Respondi, também por escrito, em termos que não recordo senão vagamente. Mas no meio do desfiar capcioso das minhas razões adiantei, a respeito da disciplina de História, que precisava, para passar, apenas de um 12; e que, se estudasse para 10, a professora "não hesitaria" em dar-me o 12.
Num papel que guardo religiosamente, meu Pai informou-me, no seu cursivo de grossos e finos, que um aluno que, precisando de um 12, estuda para 10, merecia bem um chumbo; e que "só por uma unha negra me não convenceste que, para garantir a passagem do sétimo ano, deverias desde já chumbar a todas as cadeiras do sexto".

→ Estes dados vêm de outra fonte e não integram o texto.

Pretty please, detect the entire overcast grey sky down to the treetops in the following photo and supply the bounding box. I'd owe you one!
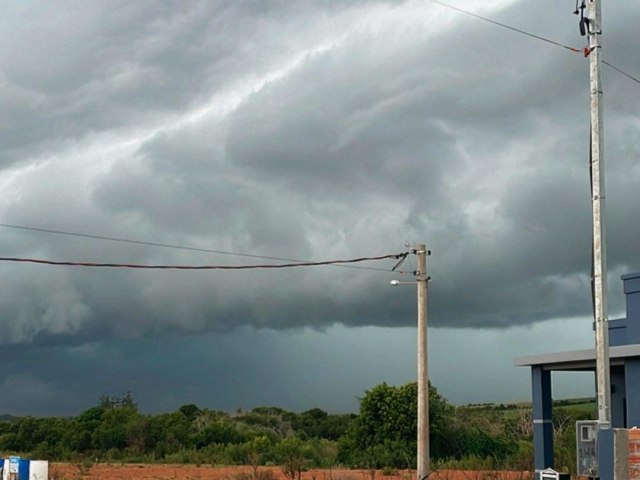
[0,0,640,415]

Pecados velhos. E vêm a propósito de quê? Ora, disto.
Deus nos livre de ver "o papel do Estado" ser sobretudo "pensado" e "discutido" por "pessoas ligadas à Universidade portuguesa", como gostava Artur SANTOS Silva.
Tenho dúvidas que os nossos académicos saibam distinguir o Norte do Sul. E receio que insistam em dirigir-se a Braga de biquini, e de sotaina à Praia da Oura, obstinados em embaraçar-nos com as figuras tristes que a sua cintilante inteligência nos tem vindo a acostumar.
Pessoalmente, mais depressa gostava de ver "o papel do Estado" pensado e discutido por um cardume de carpas.